The following high level diagram shows how events flow through `echo`:
1. `igor` sends events to `echo` when it discovers a delta in a service that it monitors (see [igor readme](https://github.com/spinnaker/igor/#common-polling-architecture) for more details)
e.g. A new build has completed or a new docker image was found in the docker registry
2. `gate` sends events to `echo` as a result of user triggered actions
e.g. User manually kicks off a pipeline from the UI (`deck`) or a user submit a pipeline or an orchestration for execution via the API (`gate`)

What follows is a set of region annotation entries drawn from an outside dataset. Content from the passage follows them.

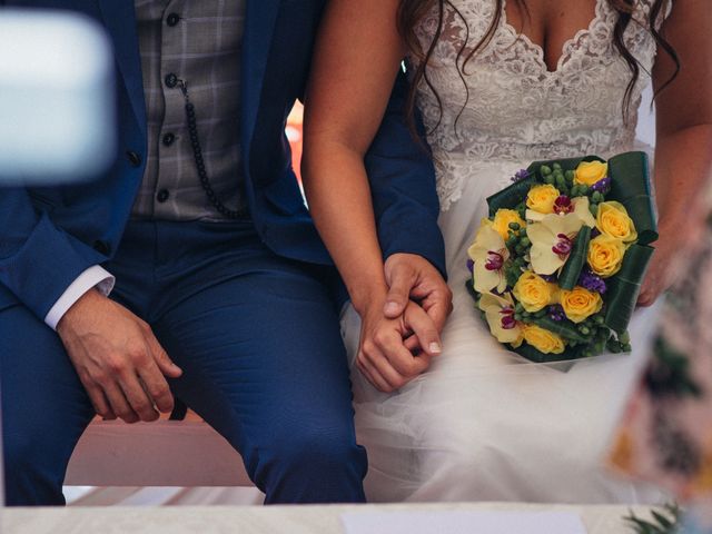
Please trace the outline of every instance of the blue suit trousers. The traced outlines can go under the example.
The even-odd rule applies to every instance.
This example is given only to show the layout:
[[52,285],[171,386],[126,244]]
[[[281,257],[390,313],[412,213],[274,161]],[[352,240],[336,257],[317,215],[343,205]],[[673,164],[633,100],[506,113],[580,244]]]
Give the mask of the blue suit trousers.
[[[364,501],[334,268],[275,255],[249,220],[130,221],[106,268],[111,298],[184,369],[174,394],[243,455],[266,503]],[[0,309],[0,373],[7,502],[63,504],[93,411],[58,335],[17,300]]]

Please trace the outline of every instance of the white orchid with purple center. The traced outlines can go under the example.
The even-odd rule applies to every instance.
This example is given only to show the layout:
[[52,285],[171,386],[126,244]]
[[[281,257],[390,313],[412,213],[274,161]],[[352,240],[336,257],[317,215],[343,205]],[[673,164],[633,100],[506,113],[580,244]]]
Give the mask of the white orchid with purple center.
[[504,267],[510,259],[510,250],[502,236],[492,228],[492,221],[483,220],[467,255],[474,264],[473,281],[476,291],[490,293],[495,289],[502,293],[506,289]]

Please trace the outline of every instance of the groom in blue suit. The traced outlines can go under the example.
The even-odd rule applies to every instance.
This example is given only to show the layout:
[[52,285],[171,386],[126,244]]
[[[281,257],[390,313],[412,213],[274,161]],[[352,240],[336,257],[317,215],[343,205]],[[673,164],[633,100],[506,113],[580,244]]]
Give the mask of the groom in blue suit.
[[[174,395],[239,451],[267,503],[364,500],[344,288],[284,135],[324,3],[0,0],[106,27],[120,147],[91,182],[0,190],[9,505],[62,504],[96,414],[154,421]],[[433,168],[404,123],[405,89],[367,168],[384,257],[438,285]]]

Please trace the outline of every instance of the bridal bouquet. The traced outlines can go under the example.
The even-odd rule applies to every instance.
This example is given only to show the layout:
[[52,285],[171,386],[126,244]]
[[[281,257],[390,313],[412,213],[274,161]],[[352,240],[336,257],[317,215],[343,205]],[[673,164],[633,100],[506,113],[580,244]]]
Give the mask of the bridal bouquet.
[[645,154],[537,161],[513,181],[467,251],[492,335],[533,362],[630,352],[657,239]]

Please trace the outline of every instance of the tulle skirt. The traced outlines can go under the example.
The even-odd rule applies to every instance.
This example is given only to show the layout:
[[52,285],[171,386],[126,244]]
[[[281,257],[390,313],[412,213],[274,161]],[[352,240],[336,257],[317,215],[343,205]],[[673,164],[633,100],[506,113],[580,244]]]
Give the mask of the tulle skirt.
[[[635,313],[633,353],[565,364],[533,364],[490,334],[465,289],[466,250],[485,199],[521,166],[471,164],[462,197],[441,215],[454,312],[444,350],[393,394],[352,366],[356,428],[366,446],[370,501],[651,503],[657,490],[616,478],[604,465],[612,432],[644,364],[655,307]],[[359,319],[343,314],[349,356]]]

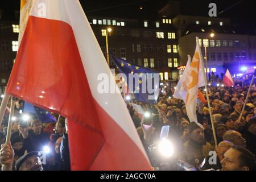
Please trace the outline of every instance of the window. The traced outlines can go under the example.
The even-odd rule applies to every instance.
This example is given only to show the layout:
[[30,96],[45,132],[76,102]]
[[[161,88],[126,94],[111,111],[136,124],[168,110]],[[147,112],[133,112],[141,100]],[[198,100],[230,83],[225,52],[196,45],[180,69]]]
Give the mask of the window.
[[148,60],[147,58],[144,58],[144,67],[148,67]]
[[163,73],[159,73],[159,75],[160,75],[160,78],[161,79],[161,81],[163,80]]
[[215,61],[216,57],[215,57],[215,53],[210,53],[210,60],[212,61]]
[[93,24],[97,24],[97,19],[93,19]]
[[224,61],[228,61],[228,53],[224,52],[223,53],[223,59],[224,60]]
[[138,64],[142,66],[142,63],[141,63],[141,58],[138,58]]
[[176,38],[175,33],[168,32],[168,39],[175,39],[175,38]]
[[106,30],[105,29],[101,30],[101,35],[106,36]]
[[168,59],[168,67],[169,68],[172,68],[172,60],[171,58]]
[[227,47],[228,46],[228,42],[226,40],[223,40],[222,45],[223,45],[223,47]]
[[168,72],[164,73],[164,80],[169,80],[169,73]]
[[164,39],[164,32],[156,32],[156,38],[158,38],[158,39]]
[[137,44],[137,52],[141,52],[141,44]]
[[177,45],[174,45],[173,46],[173,48],[174,48],[174,53],[177,53]]
[[155,60],[154,58],[150,58],[150,68],[155,67]]
[[234,53],[233,52],[229,53],[229,59],[230,61],[234,60]]
[[222,56],[221,56],[221,52],[218,52],[217,53],[217,57],[218,61],[221,61]]
[[155,22],[155,26],[156,28],[159,28],[160,27],[160,23],[159,22]]
[[13,51],[18,51],[18,45],[19,44],[19,42],[18,41],[12,41],[11,43],[13,44]]
[[126,59],[126,49],[125,48],[120,48],[120,57],[122,59]]
[[147,20],[144,20],[144,27],[147,27],[148,26],[148,22]]
[[147,45],[146,44],[143,45],[143,52],[147,52]]
[[229,47],[233,47],[233,40],[229,40]]
[[204,47],[209,47],[209,40],[208,39],[204,39],[203,40],[203,42],[204,44]]
[[239,40],[235,40],[235,45],[236,47],[239,47],[240,46],[240,43]]
[[215,40],[210,40],[210,47],[215,47]]
[[199,46],[200,46],[200,47],[202,47],[202,39],[199,39]]
[[9,44],[6,40],[2,41],[2,51],[8,51]]
[[216,47],[221,47],[221,42],[220,40],[216,40]]
[[19,27],[18,24],[13,24],[13,30],[14,33],[19,33]]
[[174,59],[174,68],[177,68],[177,67],[179,67],[179,64],[177,63],[177,58]]
[[236,60],[239,61],[240,60],[240,53],[239,52],[236,53]]
[[172,52],[172,47],[171,45],[167,45],[167,52],[168,53]]

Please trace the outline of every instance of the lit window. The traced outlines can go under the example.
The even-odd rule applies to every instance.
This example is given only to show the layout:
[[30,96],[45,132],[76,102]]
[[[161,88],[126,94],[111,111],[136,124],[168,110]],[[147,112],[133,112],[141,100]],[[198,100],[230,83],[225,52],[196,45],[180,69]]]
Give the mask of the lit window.
[[18,45],[19,44],[18,41],[12,41],[13,44],[13,51],[16,52],[18,51]]
[[160,27],[160,23],[159,22],[155,22],[155,26],[156,28],[159,28]]
[[102,36],[106,36],[106,30],[105,29],[101,30],[101,35]]
[[164,73],[164,80],[169,80],[169,73],[168,72]]
[[172,47],[171,45],[167,45],[167,52],[168,53],[172,52]]
[[199,39],[199,46],[200,46],[200,47],[202,47],[202,39]]
[[148,60],[147,58],[144,58],[144,67],[148,67]]
[[156,38],[158,39],[164,39],[164,32],[156,32]]
[[168,67],[170,68],[172,67],[172,60],[171,58],[168,59]]
[[203,40],[203,42],[204,44],[204,47],[209,47],[209,40],[208,39],[204,39]]
[[163,73],[159,73],[159,75],[160,75],[160,78],[161,79],[161,81],[163,80]]
[[179,67],[177,58],[174,59],[174,68],[177,68],[177,67]]
[[97,19],[93,19],[93,24],[97,24]]
[[210,47],[215,47],[215,40],[210,40]]
[[147,20],[144,20],[144,27],[147,27],[148,26],[148,22]]
[[221,42],[220,40],[216,40],[216,47],[221,47]]
[[19,33],[19,27],[18,24],[13,24],[13,29],[14,33]]
[[174,48],[174,53],[177,53],[177,45],[174,45],[173,46],[173,48]]
[[150,58],[150,68],[155,67],[155,60],[154,58]]

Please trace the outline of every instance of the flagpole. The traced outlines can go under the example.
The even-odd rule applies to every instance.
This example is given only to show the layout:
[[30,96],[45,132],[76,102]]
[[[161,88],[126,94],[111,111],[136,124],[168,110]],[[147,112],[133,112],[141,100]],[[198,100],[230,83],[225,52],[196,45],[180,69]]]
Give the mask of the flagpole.
[[[11,97],[11,108],[10,109],[9,121],[8,122],[8,129],[6,135],[6,139],[5,144],[9,144],[11,141],[11,129],[13,127],[13,117],[14,113],[14,106],[15,106],[15,99],[13,97]],[[7,171],[8,166],[6,165],[3,165],[2,166],[2,171]]]
[[5,110],[6,110],[6,106],[8,104],[10,97],[10,95],[6,93],[5,93],[3,96],[3,100],[2,101],[0,106],[0,126],[2,125],[2,122],[3,121],[3,116],[5,115]]
[[254,74],[253,74],[253,78],[251,78],[251,84],[250,84],[249,88],[248,89],[248,92],[247,93],[246,98],[245,98],[245,103],[243,104],[243,109],[242,109],[242,111],[241,112],[240,116],[238,118],[238,122],[241,122],[241,119],[242,119],[242,117],[243,115],[243,113],[245,111],[245,106],[246,105],[247,101],[248,101],[249,95],[250,94],[250,91],[251,90],[251,86],[253,85],[253,81],[255,78],[255,75],[256,74],[256,69]]
[[[196,44],[197,45],[199,45],[199,38],[196,37]],[[200,59],[202,56],[202,53],[201,52],[201,49],[199,49],[199,51],[200,51]],[[202,65],[202,68],[203,68],[203,71],[204,72],[205,71],[205,69],[204,69],[204,61],[203,61],[203,59],[201,60],[201,64]],[[218,143],[217,142],[217,137],[216,137],[216,131],[215,131],[215,127],[214,125],[213,124],[213,120],[212,118],[212,110],[210,109],[210,100],[209,98],[209,95],[208,95],[208,84],[207,82],[207,79],[206,78],[206,76],[205,74],[202,74],[204,75],[204,81],[205,83],[205,89],[206,89],[206,95],[207,95],[207,103],[208,104],[208,107],[209,107],[209,113],[210,114],[210,122],[212,123],[212,131],[213,133],[213,138],[214,139],[214,143],[215,143],[215,148],[217,149],[217,146],[218,146]]]

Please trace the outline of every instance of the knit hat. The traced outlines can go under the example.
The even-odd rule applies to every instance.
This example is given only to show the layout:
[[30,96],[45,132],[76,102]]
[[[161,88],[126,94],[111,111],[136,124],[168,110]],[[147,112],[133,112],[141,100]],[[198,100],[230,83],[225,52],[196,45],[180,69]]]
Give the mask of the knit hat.
[[199,123],[196,123],[195,122],[192,122],[188,125],[188,133],[191,134],[196,129],[203,129],[204,127]]

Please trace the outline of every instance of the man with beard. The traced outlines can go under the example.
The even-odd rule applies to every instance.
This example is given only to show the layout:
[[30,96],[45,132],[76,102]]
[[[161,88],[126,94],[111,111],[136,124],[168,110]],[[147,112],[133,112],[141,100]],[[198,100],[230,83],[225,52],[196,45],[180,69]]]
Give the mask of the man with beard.
[[[43,171],[38,151],[31,152],[21,156],[16,162],[16,171]],[[0,164],[6,166],[6,171],[11,171],[14,163],[14,150],[10,144],[3,144],[0,150]]]
[[[209,152],[214,150],[213,147],[205,141],[203,129],[201,125],[195,122],[188,125],[189,138],[184,144],[184,154],[186,162],[194,166],[201,163]],[[196,163],[196,159],[199,163]]]
[[221,163],[222,171],[252,171],[255,158],[246,148],[233,146],[225,153]]

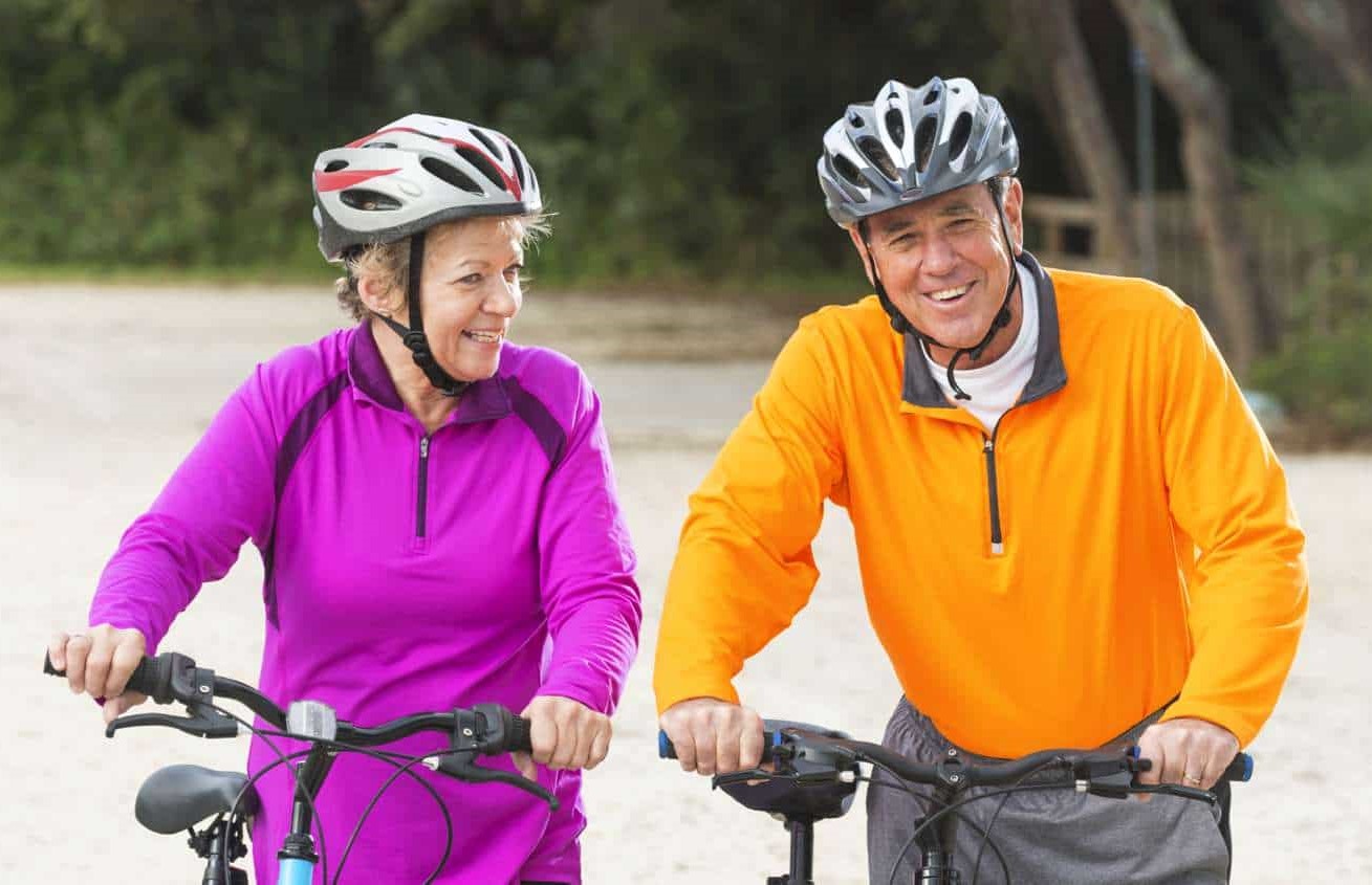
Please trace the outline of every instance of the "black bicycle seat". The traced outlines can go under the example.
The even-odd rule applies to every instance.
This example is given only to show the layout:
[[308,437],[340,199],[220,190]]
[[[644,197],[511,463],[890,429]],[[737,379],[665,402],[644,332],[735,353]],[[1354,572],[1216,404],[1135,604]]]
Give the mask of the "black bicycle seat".
[[[200,766],[167,766],[143,781],[133,803],[133,817],[154,833],[181,833],[213,814],[233,807],[248,777],[240,771],[213,771]],[[257,790],[239,803],[243,815],[261,807]]]
[[[775,771],[744,771],[727,775],[727,780],[715,778],[719,789],[746,808],[786,818],[820,821],[848,814],[858,792],[858,763],[827,748],[808,747],[797,733],[812,732],[836,738],[847,738],[848,734],[786,719],[766,719],[763,727],[782,733],[782,744],[790,745],[794,752],[777,759]],[[844,771],[852,777],[844,777]]]

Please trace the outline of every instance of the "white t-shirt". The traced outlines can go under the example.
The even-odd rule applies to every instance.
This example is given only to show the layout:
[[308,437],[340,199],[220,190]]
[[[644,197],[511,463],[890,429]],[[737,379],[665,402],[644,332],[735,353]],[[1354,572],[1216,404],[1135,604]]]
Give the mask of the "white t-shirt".
[[[919,348],[925,355],[925,362],[929,363],[929,371],[933,373],[934,381],[938,382],[944,396],[975,415],[977,421],[986,429],[986,433],[995,432],[996,422],[1019,399],[1019,392],[1024,390],[1025,385],[1029,384],[1029,377],[1033,375],[1033,359],[1039,353],[1039,292],[1034,286],[1033,274],[1019,264],[1015,264],[1015,270],[1019,274],[1019,304],[1024,311],[1024,322],[1019,323],[1019,334],[1015,337],[1015,342],[993,363],[981,366],[980,369],[954,370],[958,386],[971,396],[970,400],[954,397],[954,389],[948,384],[948,367],[940,366],[930,359],[926,347]],[[959,364],[963,360],[966,358],[959,360]]]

3. `swabbie` sent a notification request to `echo`
e.g. A resource is about to be deleted and swabbie would like an email notification to be sent out to the owner
4. `echo` submits the pipeline/orchestration to `orca` for execution
5. `orca` sends events to `echo` when:
- a stage is starting/completed so `echo` can send notifications if any are defined on the stage
- a pipeline (or orchestration) is starting/completed so `echo` can send notification as above
- a manual judgement stage is reached - a notifcation from the user has clicked the page button on the application page
6. `echo` uses external services (e.g. email/slack) to send notifications.
Notifications can either be a result of an event received by `echo` (e.g. stage completed which has a notification on completion), or a specific notification request from another service (e.g. orca will send a notifcation for Manual Judgement stage)
7. `echo` can also send events to any URL (à la webhook style)
## Outgoing Events
`Echo` provides integrations for outgoing notifications in the `echo-notifications` package via:
* email
* Slack
* Bearychat
* Google Chat
* Microsoft Teams
* sms (via Twilio)
* PagerDuty
`Echo` is also able to send events within Spinnaker to a predefined url, which is configurable under the `echo-rest` module.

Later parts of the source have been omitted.